HMRC has announced in its SDRT Customer Newsletter Issue No 10 that it has changed its position in relation to the collection of SDRT under Schedule 19, Finance Act 1999 on ‘net dealing’ by intermediaries or IFAs acting as ‘Nominees’ for holdings in Authorised Investment Funds, where there is a single Nominee Account for a collection of different investors.
Net dealing occurs when intermediaries net off buy and sell instructions from their clients for each class of units in a fund and therefore only send one buy or sell instruction in a dealing day to the fund manager in respect of that class of unit. For example, if an intermediary buys 60 of one class of unit, and then buys a further 60 units and sells 100 units all of the same class, they would record this as buying 20 units under net dealing and the fund manager would only alter the register of unit holders by that amount.

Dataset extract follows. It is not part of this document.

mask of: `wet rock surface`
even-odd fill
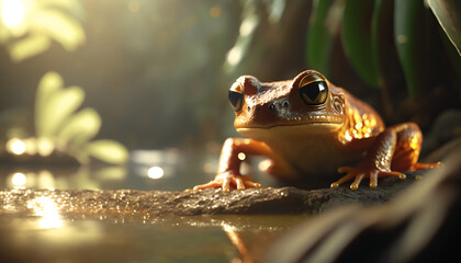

Under gross dealing this would be recorded as buying 120 and selling 100 and the nominee may have designated accounts for each investor, which means that the fund managers would have to alter the unit holders register for all the trades.
Previously, HMRC has taken the view that Fund Managers with units held by a Nominee should themselves account for any SDRT on all relevant transactions by the Nominee whether the Nominee offered gross or net dealing.
Under net dealing, this has proved troublesome for Fund Managers who have either been unaware of relevant transactions or unable to get the necessary information from the Nominee and as such have struggled to report and account for the SDRT charge.
Having taken legal advice, HMRC have come to the conclusion they cannot make such demands of Fund Managers and have now switched the onus for accounting for SDRT where appropriate to the Nominee, as explained below:-
HMRC will allow IFAs and Intermediaries until 22 September 2009 to amend their systems to take account of the changes stated in the newsletter. They have said that they will not seek to challenge adjustments which are reasonable between 14 July and 22 September so long as artificial arrangements have not been made in order to minimise tax.
Fund Managers and Intermediaries will now have to amend their systems in order to ensure that no more SDRT is charged than necessary in the case of Nominee investors on the other side of the transaction. As above, each case may be different depending on the nature of existing legal arrangements between fund managers the intermediary and the investor, and they would be reviewed on a case by case basis.